Ausbildungsplatzangebot ausweiten und Finanzierung sicherstellen

Derzeit bilden nur knapp ein Fünftel der Unternehmen in der Bundesrepublik aus, während über 1,4 Millionen junger Menschen im Alter zwischen 20 und 29 Jahren keinen Berufsabschluss haben.

Jeder Mensch soll aber die Möglichkeit zu einer dualen Ausbildung haben. Deshalb fordern wir eine Ausbildungsgarantie, mit der jedeR Ausbildungsinteressierte ab dem Stichtag des 30.9. des jeweiligen Jahres einen Anspruch darauf hat, von der Bundesagentur für Arbeit in eine duale Ausbildung vermittelt zu werden. Das erfordert mindestens das Angebot dreier angemessener Ausbildungsplätze im gewünschten Berufsfeld.

Um die Zahl an nötigen Ausbildungsplätzen zu gewährleisten und die finanzielle Last zu verteilen, muss deshalb eine Ausbildungsplatzumlage eingeführt werden. Damit werden ausbildungsunwillige Unternehmen an den Kosten, die den ausbildungswilligen Unternehmen entstehen, beteiligt. Ein solches System muss tarifvertragsverträglich ausgestaltet beziehungsweise für tarifliche Regelungen geöffnet werden, sodass bestehende Vereinbarungen über Ausbildungskontingente der SozialpartnerInnen nicht beeinflusst werden. Zudem kann mit einem Teil der Mittel die neu zu schaffende, unabhängige Kontrollinstitution für die Ausbildungsqualität finanziert werden.

Deshalb muss ein novelliertes BBiG zugunsten eines ausreichenden Ausbildungsplatzangebotes und gerechter Umlage der Kosten folgende Punkte aufweisen: • Gesetzliche Festschreibung einer Ausbildungsgarantie, die die Bundesagentur für Arbeit mit den Angebot dreier passender Ausbildungsplätze zum 30.9. erfüllen muss • Einführung einer tarifvertragsverträglichen Ausbildungsplatzumlage • Damit einhergehende Akquirierung von Mitteln für die neu zu schaffende Kontrollinstitution

Ausbildungsvergütung

Die Zielmarke der Ausbildungsvergütung für Auszubildende und dual Studierende sind dabei 50 Prozent des Ecklohns einer Facharbeitskraft in der entsprechenden Branche, muss dabei aber mindestens existenzsichernd sein.
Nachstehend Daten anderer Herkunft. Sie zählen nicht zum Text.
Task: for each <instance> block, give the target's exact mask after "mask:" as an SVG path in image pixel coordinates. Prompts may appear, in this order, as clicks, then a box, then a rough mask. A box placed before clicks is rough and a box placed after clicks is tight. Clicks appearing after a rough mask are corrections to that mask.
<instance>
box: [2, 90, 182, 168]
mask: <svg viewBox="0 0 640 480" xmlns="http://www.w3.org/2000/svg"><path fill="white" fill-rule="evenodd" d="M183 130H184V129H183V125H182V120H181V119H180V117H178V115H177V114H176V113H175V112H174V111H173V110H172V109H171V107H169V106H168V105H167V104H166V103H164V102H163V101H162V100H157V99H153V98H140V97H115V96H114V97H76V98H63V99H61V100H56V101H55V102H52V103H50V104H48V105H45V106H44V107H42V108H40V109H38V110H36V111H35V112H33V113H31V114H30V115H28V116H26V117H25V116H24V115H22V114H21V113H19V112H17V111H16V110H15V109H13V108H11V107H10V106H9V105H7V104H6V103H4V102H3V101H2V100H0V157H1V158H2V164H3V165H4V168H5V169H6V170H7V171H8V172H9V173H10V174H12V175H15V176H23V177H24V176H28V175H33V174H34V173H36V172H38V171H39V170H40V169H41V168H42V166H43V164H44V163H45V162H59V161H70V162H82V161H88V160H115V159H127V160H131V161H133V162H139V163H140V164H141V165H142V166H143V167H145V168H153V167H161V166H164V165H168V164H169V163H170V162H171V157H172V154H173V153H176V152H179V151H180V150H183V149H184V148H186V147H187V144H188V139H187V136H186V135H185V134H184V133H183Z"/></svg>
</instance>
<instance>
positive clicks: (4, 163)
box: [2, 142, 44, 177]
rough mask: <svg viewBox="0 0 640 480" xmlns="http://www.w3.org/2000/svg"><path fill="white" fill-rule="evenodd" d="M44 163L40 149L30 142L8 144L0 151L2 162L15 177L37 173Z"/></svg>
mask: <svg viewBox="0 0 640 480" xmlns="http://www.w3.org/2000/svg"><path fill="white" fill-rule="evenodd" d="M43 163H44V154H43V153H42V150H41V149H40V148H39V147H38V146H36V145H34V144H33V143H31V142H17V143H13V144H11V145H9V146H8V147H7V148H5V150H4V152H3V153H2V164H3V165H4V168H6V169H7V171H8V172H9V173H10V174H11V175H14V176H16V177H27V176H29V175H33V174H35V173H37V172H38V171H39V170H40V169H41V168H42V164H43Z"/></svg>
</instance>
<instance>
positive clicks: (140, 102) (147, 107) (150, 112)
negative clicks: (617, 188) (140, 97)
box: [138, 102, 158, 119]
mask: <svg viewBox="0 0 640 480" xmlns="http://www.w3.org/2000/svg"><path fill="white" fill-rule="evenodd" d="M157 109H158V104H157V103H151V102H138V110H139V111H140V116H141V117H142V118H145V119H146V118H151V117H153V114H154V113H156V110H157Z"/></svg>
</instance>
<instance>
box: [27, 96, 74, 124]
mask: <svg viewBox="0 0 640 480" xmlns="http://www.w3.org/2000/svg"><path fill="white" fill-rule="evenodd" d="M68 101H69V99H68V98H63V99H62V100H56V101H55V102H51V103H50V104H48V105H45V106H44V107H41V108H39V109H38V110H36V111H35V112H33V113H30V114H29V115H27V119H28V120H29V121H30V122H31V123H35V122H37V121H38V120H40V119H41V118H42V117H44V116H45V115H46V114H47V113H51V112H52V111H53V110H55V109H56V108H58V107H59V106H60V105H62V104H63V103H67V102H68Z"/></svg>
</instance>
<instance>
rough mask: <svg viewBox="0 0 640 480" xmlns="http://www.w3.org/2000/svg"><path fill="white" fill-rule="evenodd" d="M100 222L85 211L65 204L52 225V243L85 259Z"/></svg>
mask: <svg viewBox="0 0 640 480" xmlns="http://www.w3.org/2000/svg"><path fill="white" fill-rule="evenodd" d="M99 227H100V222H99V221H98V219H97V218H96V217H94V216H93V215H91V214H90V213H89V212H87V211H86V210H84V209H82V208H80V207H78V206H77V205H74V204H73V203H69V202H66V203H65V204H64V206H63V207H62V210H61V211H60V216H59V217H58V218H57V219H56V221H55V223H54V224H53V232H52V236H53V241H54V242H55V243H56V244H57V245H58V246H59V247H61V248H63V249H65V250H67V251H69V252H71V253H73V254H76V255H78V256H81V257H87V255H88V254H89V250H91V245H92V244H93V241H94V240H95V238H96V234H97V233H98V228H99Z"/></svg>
Darin findet unsere Vorstellung vom maximalen Arbeitsanteil im Betrieb Ausdruck, denn Auszubildende sind nicht für ihre Erwerbsarbeit im Betrieb, sondern für die Ausbildung dort beschäftigt. Diese zu erreichen, ist vor allem tarifliche Aufgabe der SozialpartnerInnen. Jedoch erfordern mangelnde Tarifbindung und fehlender Organisationsgrad in einzelnen Bereichen und Branchen derzeit eine gesetzliche Regelung durch eine Mindestausbildungsvergütung. Hierfür könnte entweder das Kriterium der „angemessene[n], […] jährlich steigenden Ausbildungsvergütung“ des BBiG näher zu spezifizieren sein, oder es ist eine branchen- und regionalunabhängige Mindestgrenze zu ziehen.

Durchlässigkeit und Anrechnung

Berufliche und akademische Ausbildung sind gleichwertig. Deshalb muss die Anrechnung von im Studium erbrachten Leistungen und erworbenen Kompetenzen im Rahmen der dualen Ausbildung verbessert werden. Deshalb bedarf es eines bundeseinheitlichen Anerkennungssystems, mit dem eine Anrechnung dieser Kompetenzen transparent möglich wird.